Automate dispatch rules: Assign carriers based on cost, weight, and location to protect both delivery times and margins.
Track fulfilment profitability: Fast shipping shouldn’t erode profits – monitor shipping costs against order value daily.
Prioritise predictability: Shoppers value reliability over unrealistic speed. Build systems that deliver on your promises every time.
As fulfilment reliability becomes a visible differentiator, the operationally prepared sellers will be the ones AI-driven systems and shoppers trust most.
Beyond 2025
Looking ahead, early signs point to multimodal and contextual commerce as the next change to shopping habits:
Multimodal search: Combine image + text + voice in one query. AI needs to connect your data dots in real time.

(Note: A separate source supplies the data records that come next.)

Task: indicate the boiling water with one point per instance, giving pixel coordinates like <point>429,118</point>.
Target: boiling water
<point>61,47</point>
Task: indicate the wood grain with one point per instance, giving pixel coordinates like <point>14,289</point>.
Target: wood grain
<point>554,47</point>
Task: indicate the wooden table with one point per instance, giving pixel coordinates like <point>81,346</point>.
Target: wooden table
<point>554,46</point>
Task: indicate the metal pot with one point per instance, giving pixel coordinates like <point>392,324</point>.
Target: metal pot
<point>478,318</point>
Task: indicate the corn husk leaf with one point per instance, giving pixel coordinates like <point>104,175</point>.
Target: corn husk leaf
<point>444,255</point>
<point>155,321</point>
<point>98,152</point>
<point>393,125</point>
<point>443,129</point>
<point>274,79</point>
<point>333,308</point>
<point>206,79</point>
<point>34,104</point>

Contextual commerce: AI will adjust recommendations based on location, weather, upcoming events on a user’s calendar.
In short: your data must be flexible enough to respond to context — not just static listings.
What this means for sellers
Think in use cases, not categories
Your product might live in unexpected realms. A screw becomes “the hinge fix for flush cabinets” in conversational contexts. Don’t silo by vertical — imagine cross-context relevancy.
Build modular content systems
Your product stories should be deconstructed: Bullet specs, emotional hooks, scenario descriptions, video, FAQs. That way, AI can assemble them dynamically for different queries.
Be channel-agnostic and data-centric
Algorithms will rise and fall; structured, portable data survives. Build systems that let you move into new channels quickly with minimal rework.
Iterate small, measure fast
Let pilot tests guide adoption: Try conversational listings, visual previews, or AR in small segments before scaling. Use real-time feedback to adjust, not quarterly retrospectives.
The winners in this new era won't be the ones with the biggest AI budgets - they'll be the ones who understand how to make their products discoverable in whatever way people choose to shop.
The bottom line
This won’t all happen tomorrow, but the pace of change is rapid. Sellers who start small, stay informed, and make smart investments will be better prepared than those who wait. Whatever technology lands next year, always:
Research and monitor: Test ChatGPT, Claude, and Perplexity to see how your products show up.
Optimise your data: Keep it detailed and current.
Stay informed: AI capabilities shift fast.
The question isn’t whether to adapt – it’s how to adapt in a way that makes sense for your business.